On the Potential of Network-Based Features for Fraud Detection
Catayoun Azarm, Erman Acar, Mickey van Zeelt
TL;DR
The paper tackles online transaction fraud detection by incorporating network-based features, specifically a personalised PageRank exposure score, into a logistic regression framework. It builds a directed weighted transaction graph from ING Netherlands data and demonstrates that adding the $ppr$ feature improves the AUC by about 2 percentage points over a baseline of six traditional features, with high feature importance for $ppr$ and channel-related attributes. Interpretability analyses and PSI stability checks indicate reliable, generalisable signals, while acknowledging limitations tied to a single network source.
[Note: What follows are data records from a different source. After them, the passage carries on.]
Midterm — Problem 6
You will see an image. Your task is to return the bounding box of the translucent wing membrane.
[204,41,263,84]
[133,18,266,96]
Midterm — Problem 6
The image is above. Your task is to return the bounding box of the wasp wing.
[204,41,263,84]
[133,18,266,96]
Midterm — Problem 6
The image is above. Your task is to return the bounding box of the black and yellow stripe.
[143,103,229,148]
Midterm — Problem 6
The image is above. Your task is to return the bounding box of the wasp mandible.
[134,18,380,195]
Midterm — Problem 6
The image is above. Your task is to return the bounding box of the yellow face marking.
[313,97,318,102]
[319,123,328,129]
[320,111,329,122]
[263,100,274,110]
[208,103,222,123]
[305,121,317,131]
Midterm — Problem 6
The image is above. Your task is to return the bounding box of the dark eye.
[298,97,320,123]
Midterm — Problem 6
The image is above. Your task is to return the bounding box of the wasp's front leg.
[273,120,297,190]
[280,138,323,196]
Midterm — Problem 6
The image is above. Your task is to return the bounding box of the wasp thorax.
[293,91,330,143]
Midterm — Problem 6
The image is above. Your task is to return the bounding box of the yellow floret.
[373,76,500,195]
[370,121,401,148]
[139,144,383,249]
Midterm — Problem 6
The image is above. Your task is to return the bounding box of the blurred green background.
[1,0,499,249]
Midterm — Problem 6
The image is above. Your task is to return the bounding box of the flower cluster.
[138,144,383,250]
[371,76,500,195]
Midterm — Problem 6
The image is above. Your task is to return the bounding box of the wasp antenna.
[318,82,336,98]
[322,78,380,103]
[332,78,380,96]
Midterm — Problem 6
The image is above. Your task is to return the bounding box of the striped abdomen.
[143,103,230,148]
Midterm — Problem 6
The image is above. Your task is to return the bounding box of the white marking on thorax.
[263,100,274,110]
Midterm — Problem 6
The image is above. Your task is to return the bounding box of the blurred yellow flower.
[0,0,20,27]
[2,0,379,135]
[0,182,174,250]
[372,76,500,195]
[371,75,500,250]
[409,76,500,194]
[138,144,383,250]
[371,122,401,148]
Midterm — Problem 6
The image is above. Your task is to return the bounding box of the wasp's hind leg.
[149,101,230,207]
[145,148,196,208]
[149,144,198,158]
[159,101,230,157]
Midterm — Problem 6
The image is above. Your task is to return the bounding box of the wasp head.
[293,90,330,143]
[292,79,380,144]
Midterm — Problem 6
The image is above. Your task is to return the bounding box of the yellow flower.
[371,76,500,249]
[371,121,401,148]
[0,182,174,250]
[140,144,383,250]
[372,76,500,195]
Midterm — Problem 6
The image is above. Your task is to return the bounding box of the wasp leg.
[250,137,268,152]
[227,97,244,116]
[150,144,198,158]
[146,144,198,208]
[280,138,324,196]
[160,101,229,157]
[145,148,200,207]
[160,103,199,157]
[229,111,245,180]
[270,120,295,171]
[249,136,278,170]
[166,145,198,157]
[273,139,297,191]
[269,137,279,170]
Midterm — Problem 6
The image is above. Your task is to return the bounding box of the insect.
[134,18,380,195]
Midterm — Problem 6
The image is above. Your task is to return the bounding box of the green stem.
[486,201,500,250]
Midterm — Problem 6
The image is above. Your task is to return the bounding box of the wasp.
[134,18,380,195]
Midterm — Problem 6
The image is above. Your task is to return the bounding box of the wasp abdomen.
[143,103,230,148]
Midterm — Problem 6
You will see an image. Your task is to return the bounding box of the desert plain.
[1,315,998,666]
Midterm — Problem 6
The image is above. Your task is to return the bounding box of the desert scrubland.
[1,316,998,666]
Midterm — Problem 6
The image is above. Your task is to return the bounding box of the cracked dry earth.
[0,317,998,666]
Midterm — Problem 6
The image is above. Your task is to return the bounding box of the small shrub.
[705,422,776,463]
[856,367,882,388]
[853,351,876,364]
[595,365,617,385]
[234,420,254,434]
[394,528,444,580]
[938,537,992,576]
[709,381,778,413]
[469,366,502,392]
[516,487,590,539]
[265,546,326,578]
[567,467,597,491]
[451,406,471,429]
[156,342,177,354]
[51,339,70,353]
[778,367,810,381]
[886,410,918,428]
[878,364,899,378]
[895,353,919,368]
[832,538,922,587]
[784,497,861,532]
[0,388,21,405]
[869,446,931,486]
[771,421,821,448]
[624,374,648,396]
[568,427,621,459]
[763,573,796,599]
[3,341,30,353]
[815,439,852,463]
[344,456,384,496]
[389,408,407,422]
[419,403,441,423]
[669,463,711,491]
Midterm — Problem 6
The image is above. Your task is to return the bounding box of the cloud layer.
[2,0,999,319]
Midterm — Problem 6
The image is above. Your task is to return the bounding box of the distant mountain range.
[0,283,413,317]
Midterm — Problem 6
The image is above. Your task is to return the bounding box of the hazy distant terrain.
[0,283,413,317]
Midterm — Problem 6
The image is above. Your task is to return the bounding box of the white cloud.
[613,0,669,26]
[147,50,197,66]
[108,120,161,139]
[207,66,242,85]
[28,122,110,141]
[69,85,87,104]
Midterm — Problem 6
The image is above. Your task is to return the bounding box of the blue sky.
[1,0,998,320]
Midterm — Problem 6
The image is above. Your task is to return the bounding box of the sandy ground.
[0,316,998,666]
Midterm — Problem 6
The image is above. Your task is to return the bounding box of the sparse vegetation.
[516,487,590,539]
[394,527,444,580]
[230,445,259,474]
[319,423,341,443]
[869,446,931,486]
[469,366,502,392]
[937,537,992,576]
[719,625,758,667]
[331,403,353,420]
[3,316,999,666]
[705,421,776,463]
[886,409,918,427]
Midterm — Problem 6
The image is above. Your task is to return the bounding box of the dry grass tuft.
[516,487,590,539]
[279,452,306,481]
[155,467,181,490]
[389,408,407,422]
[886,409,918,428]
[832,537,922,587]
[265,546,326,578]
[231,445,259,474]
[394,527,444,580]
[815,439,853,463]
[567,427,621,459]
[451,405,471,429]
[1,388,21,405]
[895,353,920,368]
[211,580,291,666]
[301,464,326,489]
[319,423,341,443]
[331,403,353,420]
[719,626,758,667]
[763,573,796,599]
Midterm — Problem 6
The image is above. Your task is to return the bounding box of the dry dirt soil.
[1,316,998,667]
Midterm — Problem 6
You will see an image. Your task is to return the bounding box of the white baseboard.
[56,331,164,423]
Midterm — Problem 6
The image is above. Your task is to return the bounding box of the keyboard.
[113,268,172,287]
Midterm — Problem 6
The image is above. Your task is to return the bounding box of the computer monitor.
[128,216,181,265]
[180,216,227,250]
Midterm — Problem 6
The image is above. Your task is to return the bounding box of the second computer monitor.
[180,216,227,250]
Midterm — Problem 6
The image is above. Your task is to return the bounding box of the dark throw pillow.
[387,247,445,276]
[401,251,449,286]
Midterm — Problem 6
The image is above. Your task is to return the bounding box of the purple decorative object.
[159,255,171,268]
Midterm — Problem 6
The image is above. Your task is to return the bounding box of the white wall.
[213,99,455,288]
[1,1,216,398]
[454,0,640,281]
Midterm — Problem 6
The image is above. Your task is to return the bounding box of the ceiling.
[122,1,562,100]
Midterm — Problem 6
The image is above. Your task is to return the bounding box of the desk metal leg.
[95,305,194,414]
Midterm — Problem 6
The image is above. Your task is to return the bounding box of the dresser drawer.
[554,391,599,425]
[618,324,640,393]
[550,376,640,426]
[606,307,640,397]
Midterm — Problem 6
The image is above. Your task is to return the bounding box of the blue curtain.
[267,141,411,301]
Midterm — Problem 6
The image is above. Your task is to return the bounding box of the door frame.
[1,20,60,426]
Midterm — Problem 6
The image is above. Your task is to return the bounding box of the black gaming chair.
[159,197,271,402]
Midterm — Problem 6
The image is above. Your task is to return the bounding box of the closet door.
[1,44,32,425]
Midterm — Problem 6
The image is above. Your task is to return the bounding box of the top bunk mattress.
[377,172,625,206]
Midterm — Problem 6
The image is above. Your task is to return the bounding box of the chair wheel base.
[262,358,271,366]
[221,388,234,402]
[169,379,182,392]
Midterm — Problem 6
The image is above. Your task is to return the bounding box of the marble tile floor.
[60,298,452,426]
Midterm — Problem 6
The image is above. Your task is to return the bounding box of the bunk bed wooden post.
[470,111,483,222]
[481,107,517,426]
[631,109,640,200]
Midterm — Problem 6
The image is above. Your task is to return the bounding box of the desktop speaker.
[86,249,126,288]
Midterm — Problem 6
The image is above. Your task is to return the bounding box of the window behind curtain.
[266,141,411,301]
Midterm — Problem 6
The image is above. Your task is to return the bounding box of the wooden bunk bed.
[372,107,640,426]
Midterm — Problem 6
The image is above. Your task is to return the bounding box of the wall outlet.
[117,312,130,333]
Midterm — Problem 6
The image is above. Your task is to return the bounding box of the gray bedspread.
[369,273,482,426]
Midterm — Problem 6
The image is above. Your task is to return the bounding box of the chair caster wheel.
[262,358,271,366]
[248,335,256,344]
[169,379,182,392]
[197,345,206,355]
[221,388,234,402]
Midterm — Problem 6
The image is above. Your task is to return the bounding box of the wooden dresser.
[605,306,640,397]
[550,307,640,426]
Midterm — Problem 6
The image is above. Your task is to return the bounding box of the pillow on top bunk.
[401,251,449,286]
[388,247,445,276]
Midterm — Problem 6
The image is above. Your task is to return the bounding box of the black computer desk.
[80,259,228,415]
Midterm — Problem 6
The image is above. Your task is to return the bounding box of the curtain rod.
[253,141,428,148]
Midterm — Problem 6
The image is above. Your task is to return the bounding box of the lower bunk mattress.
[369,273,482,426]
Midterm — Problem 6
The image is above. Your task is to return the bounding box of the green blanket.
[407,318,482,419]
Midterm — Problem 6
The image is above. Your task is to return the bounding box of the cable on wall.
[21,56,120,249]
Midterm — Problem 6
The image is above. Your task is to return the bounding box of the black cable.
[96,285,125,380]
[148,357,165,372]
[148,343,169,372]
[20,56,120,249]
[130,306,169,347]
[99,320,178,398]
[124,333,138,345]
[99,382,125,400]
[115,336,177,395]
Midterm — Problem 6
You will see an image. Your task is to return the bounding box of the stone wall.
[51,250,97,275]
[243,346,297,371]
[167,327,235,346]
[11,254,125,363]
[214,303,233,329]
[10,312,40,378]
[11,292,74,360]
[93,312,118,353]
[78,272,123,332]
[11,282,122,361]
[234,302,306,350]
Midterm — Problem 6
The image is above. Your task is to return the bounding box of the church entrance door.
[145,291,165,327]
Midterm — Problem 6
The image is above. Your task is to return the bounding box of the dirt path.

The study suggests future work on integrating multiple financial networks and exploring graph embeddings to broaden applicability and robustness in fraud detection.
Abstract
Online transaction fraud presents substantial challenges to businesses and consumers, risking significant financial losses. Conventional rule-based systems struggle to keep pace with evolving fraud tactics, leading to high false positive rates and missed detections. Machine learning techniques offer a promising solution by leveraging historical data to identify fraudulent patterns. This article explores using the personalised PageRank (PPR) algorithm to capture the social dynamics of fraud by analysing relationships between financial accounts. The primary objective is to compare the performance of traditional features with the addition of PPR in fraud detection models. Results indicate that integrating PPR enhances the model's predictive power, surpassing the baseline model. Additionally, the PPR feature provides unique and valuable information, evidenced by its high feature importance score. Feature stability analysis confirms consistent feature distributions across training and test datasets.